OK, so that’s not what he really said. Borrowing one of the two most overused terms in football (the other is “awesome”), Cowboys offensive coordinator Bill Callahan says he’s “excited” to be calling the plays in Dallas this year.

“Excited would be the word, would be the adjective, that I would use,” Callahan told the team’s official website. “I’m really excited. Anxious now.”

But while on a day-to-day level Callahan’s new gig entails calling plays for the first time in the NFL since he was fired by the Raiders after the 2003 season, the bigger picture is that, if Callahan fails, head coach Jason Garrett likely will end up paying for it with his job.
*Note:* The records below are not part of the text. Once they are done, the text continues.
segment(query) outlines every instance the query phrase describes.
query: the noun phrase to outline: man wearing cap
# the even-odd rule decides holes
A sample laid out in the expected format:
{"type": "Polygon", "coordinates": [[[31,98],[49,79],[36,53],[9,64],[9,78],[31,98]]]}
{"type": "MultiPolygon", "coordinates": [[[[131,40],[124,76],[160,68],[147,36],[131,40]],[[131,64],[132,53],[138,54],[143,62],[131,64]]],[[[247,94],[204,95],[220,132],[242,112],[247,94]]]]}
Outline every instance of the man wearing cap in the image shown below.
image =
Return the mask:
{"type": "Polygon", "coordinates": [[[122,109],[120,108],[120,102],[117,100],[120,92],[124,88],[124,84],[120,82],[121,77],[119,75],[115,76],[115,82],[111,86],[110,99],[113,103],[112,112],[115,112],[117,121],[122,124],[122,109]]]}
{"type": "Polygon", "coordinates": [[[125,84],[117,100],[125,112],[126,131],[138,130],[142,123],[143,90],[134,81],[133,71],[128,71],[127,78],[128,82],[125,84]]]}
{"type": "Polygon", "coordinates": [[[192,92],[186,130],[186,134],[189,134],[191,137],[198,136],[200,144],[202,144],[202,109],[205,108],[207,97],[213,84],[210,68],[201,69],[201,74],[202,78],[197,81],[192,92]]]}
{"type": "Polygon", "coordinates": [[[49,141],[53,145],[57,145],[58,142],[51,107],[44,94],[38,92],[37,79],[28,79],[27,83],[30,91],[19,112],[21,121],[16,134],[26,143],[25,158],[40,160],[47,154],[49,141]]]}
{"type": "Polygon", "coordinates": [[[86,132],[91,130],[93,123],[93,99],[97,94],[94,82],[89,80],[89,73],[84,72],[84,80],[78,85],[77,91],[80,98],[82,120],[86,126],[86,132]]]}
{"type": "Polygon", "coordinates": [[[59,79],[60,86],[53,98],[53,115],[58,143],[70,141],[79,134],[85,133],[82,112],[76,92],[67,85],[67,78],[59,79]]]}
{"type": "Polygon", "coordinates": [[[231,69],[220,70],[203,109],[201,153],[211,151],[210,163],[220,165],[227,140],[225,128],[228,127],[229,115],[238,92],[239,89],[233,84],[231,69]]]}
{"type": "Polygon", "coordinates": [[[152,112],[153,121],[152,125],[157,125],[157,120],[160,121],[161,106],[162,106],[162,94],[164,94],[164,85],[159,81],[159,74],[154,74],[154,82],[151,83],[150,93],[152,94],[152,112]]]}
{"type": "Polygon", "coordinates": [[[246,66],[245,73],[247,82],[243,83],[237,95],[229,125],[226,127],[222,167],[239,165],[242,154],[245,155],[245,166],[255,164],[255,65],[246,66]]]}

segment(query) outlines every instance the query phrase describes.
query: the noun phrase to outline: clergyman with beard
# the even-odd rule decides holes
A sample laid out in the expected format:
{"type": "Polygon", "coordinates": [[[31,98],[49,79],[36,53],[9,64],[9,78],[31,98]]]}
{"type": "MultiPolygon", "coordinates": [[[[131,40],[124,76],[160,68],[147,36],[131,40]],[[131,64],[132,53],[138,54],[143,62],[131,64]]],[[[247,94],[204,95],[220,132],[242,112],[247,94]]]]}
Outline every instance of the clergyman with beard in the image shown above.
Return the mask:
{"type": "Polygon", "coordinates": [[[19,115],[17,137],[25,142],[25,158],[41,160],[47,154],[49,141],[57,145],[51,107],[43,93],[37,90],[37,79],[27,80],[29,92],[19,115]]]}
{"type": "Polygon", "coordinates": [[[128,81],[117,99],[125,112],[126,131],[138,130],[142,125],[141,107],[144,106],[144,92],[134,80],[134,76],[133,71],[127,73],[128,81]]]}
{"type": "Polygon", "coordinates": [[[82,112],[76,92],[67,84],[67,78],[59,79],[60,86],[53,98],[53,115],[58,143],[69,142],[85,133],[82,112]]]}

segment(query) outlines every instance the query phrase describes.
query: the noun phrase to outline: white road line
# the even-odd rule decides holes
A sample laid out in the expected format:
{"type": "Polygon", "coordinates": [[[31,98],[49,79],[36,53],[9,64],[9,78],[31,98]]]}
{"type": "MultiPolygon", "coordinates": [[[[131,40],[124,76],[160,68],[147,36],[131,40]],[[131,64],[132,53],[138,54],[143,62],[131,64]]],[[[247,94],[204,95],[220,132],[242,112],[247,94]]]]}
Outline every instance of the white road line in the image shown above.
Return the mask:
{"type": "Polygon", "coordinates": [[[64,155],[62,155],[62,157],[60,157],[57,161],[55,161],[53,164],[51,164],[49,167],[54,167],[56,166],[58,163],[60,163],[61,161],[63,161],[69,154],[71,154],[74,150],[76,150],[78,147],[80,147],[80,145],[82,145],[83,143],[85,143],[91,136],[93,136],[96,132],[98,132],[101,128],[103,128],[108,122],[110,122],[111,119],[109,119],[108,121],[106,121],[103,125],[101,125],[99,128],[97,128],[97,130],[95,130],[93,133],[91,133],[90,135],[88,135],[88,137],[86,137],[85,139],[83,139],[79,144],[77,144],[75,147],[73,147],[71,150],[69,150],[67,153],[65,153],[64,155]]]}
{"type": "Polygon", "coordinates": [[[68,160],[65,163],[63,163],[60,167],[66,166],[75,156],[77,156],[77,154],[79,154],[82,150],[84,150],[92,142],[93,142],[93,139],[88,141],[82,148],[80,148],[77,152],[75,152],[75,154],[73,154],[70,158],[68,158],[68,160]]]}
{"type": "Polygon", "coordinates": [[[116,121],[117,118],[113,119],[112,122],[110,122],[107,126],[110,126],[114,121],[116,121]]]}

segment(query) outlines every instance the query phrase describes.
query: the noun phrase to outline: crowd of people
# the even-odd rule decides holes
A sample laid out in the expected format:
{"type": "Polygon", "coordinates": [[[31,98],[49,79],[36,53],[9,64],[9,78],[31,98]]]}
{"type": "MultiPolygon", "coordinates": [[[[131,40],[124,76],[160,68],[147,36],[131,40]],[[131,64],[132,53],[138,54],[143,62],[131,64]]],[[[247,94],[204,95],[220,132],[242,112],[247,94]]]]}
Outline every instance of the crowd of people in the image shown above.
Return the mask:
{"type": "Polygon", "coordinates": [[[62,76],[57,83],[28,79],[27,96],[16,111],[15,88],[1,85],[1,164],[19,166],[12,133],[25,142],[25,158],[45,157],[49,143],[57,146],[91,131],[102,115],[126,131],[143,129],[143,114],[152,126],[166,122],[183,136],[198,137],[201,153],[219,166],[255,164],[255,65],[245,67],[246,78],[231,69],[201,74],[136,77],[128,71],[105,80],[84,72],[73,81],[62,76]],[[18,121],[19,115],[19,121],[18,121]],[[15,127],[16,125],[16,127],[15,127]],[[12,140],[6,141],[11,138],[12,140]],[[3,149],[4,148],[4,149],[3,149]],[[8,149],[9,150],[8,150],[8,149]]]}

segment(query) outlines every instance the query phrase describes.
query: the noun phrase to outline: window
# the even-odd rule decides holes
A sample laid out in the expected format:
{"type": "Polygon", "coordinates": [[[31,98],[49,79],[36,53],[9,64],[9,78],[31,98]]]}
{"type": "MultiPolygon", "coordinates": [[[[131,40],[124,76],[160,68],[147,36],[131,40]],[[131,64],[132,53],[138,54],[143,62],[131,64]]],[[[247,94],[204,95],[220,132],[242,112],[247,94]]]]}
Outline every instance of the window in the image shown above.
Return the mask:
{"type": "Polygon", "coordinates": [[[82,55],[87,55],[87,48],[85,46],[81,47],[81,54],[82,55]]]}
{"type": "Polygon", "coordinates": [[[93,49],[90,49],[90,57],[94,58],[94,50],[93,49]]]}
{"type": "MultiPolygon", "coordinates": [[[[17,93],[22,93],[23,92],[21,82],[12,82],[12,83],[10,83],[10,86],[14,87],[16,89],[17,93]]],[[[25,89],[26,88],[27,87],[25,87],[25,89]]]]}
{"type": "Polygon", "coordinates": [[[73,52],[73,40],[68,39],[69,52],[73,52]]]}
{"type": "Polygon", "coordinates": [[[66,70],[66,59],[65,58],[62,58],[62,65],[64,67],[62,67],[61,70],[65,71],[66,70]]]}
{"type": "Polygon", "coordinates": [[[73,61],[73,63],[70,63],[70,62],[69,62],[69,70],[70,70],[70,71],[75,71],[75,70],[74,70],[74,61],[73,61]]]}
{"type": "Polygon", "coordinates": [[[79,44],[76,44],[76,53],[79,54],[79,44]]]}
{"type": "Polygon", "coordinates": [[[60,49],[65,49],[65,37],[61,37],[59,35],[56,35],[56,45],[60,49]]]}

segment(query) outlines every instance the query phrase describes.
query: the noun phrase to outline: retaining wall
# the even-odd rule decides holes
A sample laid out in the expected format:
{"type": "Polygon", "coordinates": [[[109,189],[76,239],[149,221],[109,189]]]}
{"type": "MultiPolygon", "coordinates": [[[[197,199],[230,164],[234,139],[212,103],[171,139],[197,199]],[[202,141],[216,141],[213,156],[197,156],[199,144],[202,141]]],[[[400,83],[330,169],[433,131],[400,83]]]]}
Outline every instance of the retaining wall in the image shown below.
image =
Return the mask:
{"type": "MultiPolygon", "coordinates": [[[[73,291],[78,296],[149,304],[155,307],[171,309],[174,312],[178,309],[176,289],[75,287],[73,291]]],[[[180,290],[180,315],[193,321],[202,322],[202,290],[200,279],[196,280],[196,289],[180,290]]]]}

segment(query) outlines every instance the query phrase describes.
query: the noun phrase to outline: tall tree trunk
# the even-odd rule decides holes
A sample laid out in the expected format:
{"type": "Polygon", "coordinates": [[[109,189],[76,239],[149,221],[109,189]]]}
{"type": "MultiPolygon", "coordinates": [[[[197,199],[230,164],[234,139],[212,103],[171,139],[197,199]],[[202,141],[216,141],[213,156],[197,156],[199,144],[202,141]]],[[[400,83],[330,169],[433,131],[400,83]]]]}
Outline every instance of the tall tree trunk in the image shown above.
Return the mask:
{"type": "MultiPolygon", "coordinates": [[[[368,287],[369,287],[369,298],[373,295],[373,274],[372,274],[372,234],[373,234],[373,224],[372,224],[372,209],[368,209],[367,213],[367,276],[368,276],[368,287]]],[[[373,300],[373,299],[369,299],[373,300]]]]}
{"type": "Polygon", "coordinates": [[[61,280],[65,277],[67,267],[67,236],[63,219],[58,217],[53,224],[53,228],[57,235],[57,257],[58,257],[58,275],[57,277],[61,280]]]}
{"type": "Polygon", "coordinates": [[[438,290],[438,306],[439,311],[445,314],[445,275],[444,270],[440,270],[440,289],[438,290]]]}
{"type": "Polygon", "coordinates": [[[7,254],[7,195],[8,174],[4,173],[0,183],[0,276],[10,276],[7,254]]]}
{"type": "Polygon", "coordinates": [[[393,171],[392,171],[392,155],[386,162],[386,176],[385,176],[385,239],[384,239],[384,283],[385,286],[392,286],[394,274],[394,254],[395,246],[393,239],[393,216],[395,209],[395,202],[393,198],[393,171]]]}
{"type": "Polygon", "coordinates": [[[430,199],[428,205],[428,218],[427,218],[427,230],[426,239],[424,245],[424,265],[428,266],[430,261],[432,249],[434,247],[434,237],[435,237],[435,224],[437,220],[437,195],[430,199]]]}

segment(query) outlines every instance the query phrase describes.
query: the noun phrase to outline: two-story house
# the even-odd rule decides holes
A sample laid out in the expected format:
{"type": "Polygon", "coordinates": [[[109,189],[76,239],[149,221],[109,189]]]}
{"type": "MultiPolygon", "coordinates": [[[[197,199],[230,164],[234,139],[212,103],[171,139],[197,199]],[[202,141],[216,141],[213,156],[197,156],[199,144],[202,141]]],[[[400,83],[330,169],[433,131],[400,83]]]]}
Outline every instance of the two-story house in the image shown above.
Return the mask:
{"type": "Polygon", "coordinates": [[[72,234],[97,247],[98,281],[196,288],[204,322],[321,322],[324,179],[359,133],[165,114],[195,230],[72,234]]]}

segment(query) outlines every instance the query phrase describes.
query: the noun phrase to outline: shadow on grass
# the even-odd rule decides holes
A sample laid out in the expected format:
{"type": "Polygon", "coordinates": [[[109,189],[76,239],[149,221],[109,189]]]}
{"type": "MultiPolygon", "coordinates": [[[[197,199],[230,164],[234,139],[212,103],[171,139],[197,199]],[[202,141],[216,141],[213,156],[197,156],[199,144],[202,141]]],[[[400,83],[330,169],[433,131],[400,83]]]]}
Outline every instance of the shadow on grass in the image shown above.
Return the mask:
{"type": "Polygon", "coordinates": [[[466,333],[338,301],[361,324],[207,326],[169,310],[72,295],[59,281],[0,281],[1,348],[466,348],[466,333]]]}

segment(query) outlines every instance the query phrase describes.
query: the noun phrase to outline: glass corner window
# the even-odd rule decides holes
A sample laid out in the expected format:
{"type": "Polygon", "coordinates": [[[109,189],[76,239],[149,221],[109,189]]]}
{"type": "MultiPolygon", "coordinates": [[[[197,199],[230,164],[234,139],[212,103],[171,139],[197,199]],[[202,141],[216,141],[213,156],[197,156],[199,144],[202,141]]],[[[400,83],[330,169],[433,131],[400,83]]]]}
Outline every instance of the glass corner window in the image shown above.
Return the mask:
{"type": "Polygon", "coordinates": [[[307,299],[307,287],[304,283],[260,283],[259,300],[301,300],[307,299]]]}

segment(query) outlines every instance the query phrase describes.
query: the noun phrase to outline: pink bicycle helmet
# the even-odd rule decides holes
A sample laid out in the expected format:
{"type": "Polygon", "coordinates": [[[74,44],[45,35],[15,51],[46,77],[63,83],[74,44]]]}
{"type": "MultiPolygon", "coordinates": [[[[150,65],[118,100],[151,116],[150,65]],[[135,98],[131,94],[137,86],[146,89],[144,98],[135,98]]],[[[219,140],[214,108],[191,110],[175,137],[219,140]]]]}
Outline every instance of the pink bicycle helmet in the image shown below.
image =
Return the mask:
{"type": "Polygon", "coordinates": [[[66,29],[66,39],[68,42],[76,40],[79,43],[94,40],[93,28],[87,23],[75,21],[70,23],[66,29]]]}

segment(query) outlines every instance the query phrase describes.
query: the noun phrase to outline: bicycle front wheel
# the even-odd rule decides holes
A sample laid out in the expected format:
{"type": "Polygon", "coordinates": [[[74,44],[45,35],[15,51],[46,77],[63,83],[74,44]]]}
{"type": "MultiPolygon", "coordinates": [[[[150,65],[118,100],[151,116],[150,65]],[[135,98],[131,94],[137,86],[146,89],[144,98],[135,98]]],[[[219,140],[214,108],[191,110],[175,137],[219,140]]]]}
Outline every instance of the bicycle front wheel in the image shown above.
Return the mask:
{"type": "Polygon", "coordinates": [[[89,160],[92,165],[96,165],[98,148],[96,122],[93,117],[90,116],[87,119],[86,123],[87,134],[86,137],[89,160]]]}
The much-discussed change, which by all appearances was forced on coach Jason Garrett by owner Jerry Jones in a way that was supposed to look like it was Garrett’s decision, undoubtedly arises from Garrett’s periodic inability to juggle the task of calling offensive plays while also managing the clock. And it sounds, mechanically, as if Garrett won’t be part of the play-in, play-out process -- unless he decides to interject.

“We’ve had a lot of play-it-out scenarios, we’ve had two-minute, we’ve had four-minute, we’ve had red zone play-it-out, we have team blitz play-it-out,” Callahan said. “So we’ve been in every possible scenario you could be in situationally, and we’ve called the game live on the field. That communication process has really gotten more comfortable for me, [quarterbacks coach] Wade [Wilson] and the quarterback.”

But Callahan added the perfunctory mention that it all will be a “collective” effort, which means that Garrett will get part of the credit if it all goes well.

As he should. Given that he’ll get fired if it doesn’t, Garrett should at least get to share the spotlight if his “decision” to let someone else stand in it works.